Their reasoning is simple: We have to stop throwing good money after bad. The old approach, they say, has failed before and will continue to fail in the future. Countries aren't going to agree to either a big increase in the price of energy or a mandatory limit to emissions, especially in these economic times. But they believe that all countries (and left and right) can come together on the need to push for technology innovations that reduce our reliance on carbon-based fuels.
I'm not going to go into their proposed mechanics with regards to climate change, although the article is intriguing. But perhaps there's a general leadership lesson here.
How often are managers pulled to the easy solution: saying what not to do. What would happen if instead we worked together to develop solutions that increased overall value, not restrictions on the value-creating process?

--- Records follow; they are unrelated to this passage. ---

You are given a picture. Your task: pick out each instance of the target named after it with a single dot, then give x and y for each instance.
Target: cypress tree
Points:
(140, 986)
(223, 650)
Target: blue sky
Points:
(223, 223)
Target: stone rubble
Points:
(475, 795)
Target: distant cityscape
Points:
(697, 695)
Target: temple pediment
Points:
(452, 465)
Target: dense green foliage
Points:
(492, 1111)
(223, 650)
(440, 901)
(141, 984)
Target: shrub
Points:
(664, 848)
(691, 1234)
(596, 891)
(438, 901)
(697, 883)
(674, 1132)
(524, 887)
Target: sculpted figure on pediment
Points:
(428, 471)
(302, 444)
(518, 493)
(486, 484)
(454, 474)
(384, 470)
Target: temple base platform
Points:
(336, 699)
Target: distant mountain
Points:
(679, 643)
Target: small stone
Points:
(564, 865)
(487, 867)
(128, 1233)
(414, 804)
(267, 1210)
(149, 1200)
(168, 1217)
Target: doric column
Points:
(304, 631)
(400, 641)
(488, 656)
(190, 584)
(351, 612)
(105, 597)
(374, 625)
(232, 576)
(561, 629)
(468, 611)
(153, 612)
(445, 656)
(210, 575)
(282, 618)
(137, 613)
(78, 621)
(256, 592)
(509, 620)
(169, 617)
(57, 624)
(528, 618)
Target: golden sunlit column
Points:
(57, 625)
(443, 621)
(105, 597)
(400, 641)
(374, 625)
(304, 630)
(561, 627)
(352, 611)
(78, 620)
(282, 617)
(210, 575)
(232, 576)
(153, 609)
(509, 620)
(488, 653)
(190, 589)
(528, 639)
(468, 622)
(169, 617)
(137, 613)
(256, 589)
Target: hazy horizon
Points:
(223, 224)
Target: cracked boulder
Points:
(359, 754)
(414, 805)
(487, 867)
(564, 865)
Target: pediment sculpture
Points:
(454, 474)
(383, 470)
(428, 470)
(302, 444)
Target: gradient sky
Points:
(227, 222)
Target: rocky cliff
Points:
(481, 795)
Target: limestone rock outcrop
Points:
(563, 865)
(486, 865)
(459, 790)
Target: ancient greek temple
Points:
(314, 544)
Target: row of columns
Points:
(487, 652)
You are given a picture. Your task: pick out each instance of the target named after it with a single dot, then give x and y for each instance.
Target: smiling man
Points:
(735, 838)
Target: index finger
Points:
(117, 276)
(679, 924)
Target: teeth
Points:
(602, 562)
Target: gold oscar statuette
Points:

Could the analogy even be extended to the toolheads, those that focus purely on lean tools without understanding the problem – if there even is one – that the tool is intended to solve? Ok that's a stretch – it's just a pet peeve of mine. I've had it lately with the "thou shalt do 5S first" quacks. Figure out the problem or opportunity, prioritize, and find or even develop the right tool. End of temporary diversion – back to my point.
Think about the following statement from the article from a lean, value-based perspective:
There is a better way. Nations should focus on lowering the cost of clean energy, not raising the cost of fossil energy. The goal? Make clean energy cheap enough to become a viable option for poor as well as rich nations. Until that happens, emissions will continue to rise, and no effort to regulate carbon can succeed.
Lower cost and create value to incent the desired positive outcome, not restrict the inherent value-creating process.